We can plot the PageRank distribution with respect to how many women are present at each subset of the results.



In [ ]:

    
def plot_fraction(graph_data, results, label, fraction='f_fraction'):
    graph = graph_data['graph']
    f_fraction = results[fraction]
    count_w = results['count_w']
    
    #plt.figure(figsize=(6,4))
    plt.plot(np.arange(1, len(f_fraction) + 1, 1), f_fraction, '-', alpha=0.75, label=label)
    #plt.plot(np.arange(1, len(f_fraction) + 1, 1), null_f_fraction, '-', alpha=0.75, label='Null Model')
    plt.hlines([count_w / graph.num_vertices()], 1.0, graph.num_vertices(), linestyle='dashed', alpha=0.5, linewidth=0.5)
    #plt.savefig('./results/connectivity_observedpagerank_proportion.png', dpi=100, bbox_inches='tight')
    
plot_fraction(graph_data, results, 'Pre-1900')
plt.xlabel('# of Biographies in the top-k results')
plt.ylabel('Fraction of Women')
plt.xscale('log')

We can also display the top biographies to find the most central persons according to gender.



In [ ]:

    
def top_entities(dataframe, graph_data, results, name='pagerank', n=30):
    graph = graph_data['graph']
    genders = ['m', 'f']
    pagerank = graph.vertex_properties[name]
    gender = graph.vertex_properties['gender']
    
    sorted_pr = []
    for v in graph.vertices():
        sorted_pr.append((pagerank[v], v, gender[v]))

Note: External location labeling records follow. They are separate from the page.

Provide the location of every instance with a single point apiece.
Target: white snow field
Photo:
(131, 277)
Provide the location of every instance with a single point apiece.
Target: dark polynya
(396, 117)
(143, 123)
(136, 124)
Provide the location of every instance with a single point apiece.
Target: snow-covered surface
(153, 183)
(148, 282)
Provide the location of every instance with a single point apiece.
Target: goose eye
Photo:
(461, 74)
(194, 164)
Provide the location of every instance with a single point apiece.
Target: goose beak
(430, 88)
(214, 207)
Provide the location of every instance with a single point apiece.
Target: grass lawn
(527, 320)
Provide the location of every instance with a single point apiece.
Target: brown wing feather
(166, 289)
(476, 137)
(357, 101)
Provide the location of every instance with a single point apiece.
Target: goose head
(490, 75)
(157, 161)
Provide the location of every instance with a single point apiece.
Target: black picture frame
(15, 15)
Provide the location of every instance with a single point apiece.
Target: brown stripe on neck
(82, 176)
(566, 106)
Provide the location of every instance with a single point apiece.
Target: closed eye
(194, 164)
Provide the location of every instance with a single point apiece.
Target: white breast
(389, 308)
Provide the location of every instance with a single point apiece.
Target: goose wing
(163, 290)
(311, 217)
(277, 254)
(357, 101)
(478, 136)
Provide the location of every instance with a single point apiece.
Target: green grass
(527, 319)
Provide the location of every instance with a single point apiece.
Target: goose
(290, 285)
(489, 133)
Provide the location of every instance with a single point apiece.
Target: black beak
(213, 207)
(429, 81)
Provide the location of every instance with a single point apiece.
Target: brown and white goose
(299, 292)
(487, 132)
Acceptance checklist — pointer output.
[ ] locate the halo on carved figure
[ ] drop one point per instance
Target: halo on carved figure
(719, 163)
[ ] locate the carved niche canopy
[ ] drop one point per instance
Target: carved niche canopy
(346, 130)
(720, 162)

    print(name, graph.num_vertices(), len(sorted_pr))

    sorted_pr = sorted(sorted_pr, reverse=True)
    
    top_pagerank = {}
    
    for g in genders:
        values = list(filter(lambda x: x[2] == g, sorted_pr))[0:n]
        top_pagerank[g] = [(dataframe.loc[x[1]].uri, x[0]) for x in values]
    
    results['top_pagerank'] = top_pagerank
    return top_pagerank
    
def plot_top_30(top_pagerank):
    people = []

    for m, w in zip(top_pagerank['m'], top_pagerank['f']):
        people.append({'woman': w[0], 'man': m[0], 'w_pr': w[1], 'm_pr': m[1]})

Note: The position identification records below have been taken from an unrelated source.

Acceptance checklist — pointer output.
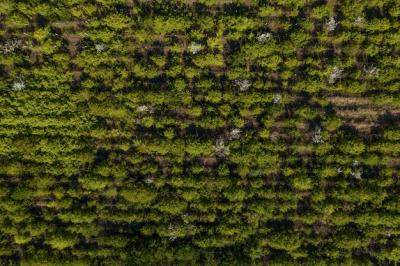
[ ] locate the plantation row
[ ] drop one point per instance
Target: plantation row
(204, 132)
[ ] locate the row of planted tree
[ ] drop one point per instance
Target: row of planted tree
(208, 132)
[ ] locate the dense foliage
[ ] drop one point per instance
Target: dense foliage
(208, 132)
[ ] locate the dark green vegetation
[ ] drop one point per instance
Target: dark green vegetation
(208, 132)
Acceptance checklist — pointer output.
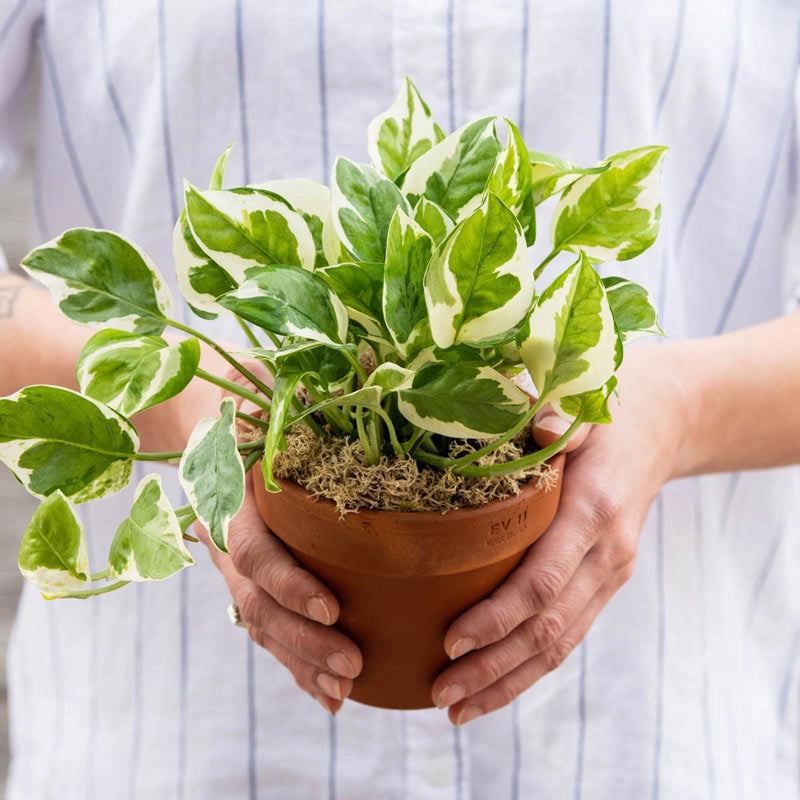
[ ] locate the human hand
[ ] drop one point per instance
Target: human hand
(534, 620)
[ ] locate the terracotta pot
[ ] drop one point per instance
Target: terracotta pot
(401, 578)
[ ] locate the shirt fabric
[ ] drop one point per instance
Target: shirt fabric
(688, 684)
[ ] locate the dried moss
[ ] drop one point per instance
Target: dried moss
(339, 471)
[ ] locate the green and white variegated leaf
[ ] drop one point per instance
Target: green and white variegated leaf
(615, 214)
(282, 395)
(101, 279)
(569, 344)
(408, 252)
(53, 554)
(212, 474)
(148, 545)
(312, 200)
(454, 172)
(592, 406)
(55, 439)
(462, 400)
(632, 307)
(218, 175)
(511, 181)
(433, 219)
(360, 288)
(200, 279)
(243, 228)
(479, 284)
(362, 204)
(402, 133)
(130, 373)
(335, 252)
(289, 301)
(551, 175)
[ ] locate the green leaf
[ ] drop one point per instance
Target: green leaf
(212, 474)
(55, 439)
(243, 228)
(592, 406)
(479, 284)
(551, 175)
(433, 219)
(130, 373)
(615, 214)
(53, 555)
(218, 175)
(569, 344)
(148, 545)
(200, 279)
(511, 181)
(362, 203)
(360, 288)
(402, 133)
(462, 400)
(408, 251)
(312, 200)
(98, 278)
(632, 307)
(289, 301)
(454, 172)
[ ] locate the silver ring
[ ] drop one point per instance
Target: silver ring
(234, 616)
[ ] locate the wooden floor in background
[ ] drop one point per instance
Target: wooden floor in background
(16, 508)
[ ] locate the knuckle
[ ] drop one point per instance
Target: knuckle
(545, 630)
(557, 654)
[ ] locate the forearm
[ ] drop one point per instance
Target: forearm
(743, 395)
(39, 345)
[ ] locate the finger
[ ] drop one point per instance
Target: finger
(323, 648)
(539, 579)
(549, 426)
(327, 689)
(260, 556)
(482, 668)
(523, 677)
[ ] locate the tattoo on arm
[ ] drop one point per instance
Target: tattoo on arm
(8, 297)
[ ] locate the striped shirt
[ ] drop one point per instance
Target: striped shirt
(688, 685)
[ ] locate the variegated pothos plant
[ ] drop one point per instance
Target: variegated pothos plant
(420, 258)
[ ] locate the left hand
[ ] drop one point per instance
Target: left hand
(533, 621)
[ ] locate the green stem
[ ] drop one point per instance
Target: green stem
(509, 467)
(257, 382)
(92, 592)
(251, 337)
(540, 269)
(234, 388)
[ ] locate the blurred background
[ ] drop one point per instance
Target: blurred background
(16, 507)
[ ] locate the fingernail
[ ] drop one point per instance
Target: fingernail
(461, 646)
(468, 714)
(341, 664)
(451, 694)
(317, 609)
(329, 685)
(552, 423)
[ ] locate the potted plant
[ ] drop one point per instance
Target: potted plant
(400, 308)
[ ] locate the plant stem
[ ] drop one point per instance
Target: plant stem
(234, 388)
(517, 465)
(540, 269)
(259, 384)
(251, 337)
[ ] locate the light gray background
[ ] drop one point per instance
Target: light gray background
(15, 505)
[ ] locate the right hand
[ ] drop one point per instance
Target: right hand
(285, 609)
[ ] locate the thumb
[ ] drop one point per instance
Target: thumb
(548, 426)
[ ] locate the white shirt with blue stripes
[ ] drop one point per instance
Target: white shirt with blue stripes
(688, 685)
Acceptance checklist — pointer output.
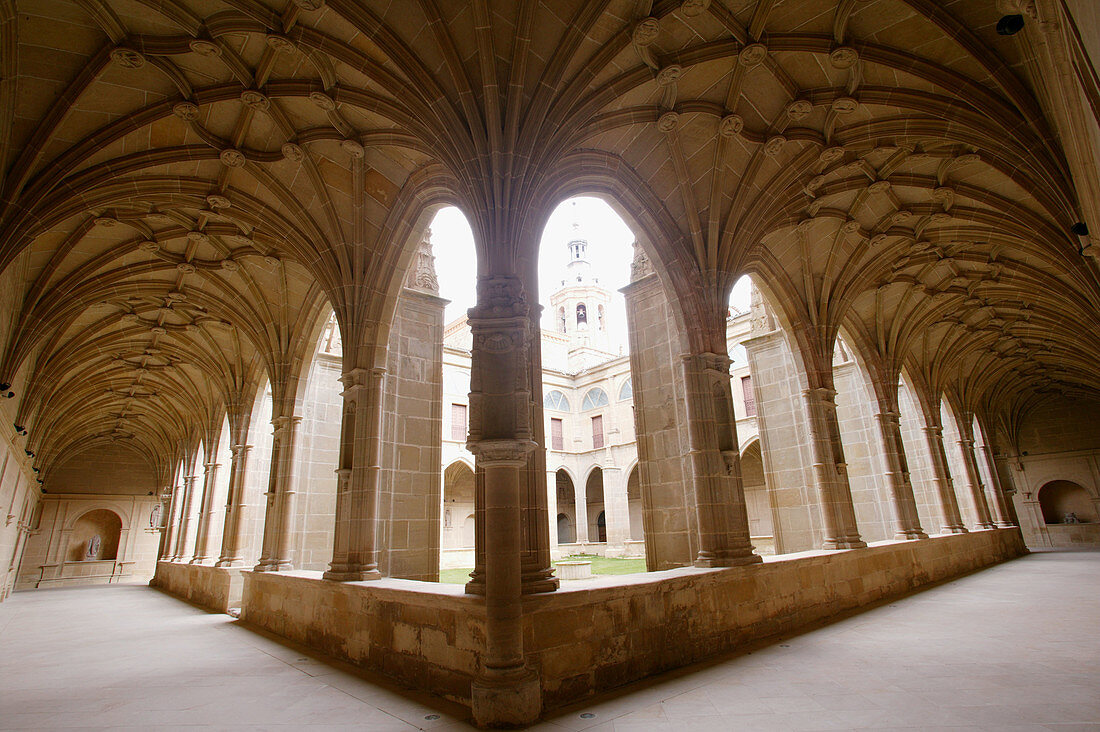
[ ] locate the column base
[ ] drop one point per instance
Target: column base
(844, 544)
(706, 559)
(539, 580)
(506, 699)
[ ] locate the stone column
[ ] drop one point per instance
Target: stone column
(552, 507)
(167, 544)
(281, 498)
(942, 478)
(721, 516)
(581, 507)
(232, 554)
(206, 514)
(616, 509)
(505, 692)
(183, 541)
(831, 474)
(1000, 502)
(901, 488)
(354, 554)
(974, 482)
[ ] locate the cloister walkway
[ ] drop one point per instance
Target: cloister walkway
(1012, 647)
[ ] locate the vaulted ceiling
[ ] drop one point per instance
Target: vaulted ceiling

    df = pd.DataFrame.from_records(people, index=range(1, 31))

    plt.figure(figsize=(9,12))
    plt.title('Top-30 Biographies per Gender')

    plt.plot(df.m_pr, -df.index + 31, 'o', label="Men")
    plt.plot(df.w_pr, -df.index + 31, '^', label="Women")
    plt.xlabel('PageRank')
    plt.yticks(np.arange(1, 31))
    #plt.yticks(df.index, [n[1]['name'] for n in graph.nodes_iter(data=True)])#, fontsize='xx-small', rotation=45)
    plt.ylim([0.5, 30.5])
    #plt.xlim([-0.1,1.1])


    #for i, (x0, x1) in enumerate(zip(bc_real, bc_base)):
    #    plt.arrow(x0, i, x1 - x0, 0, length_includes_head=True)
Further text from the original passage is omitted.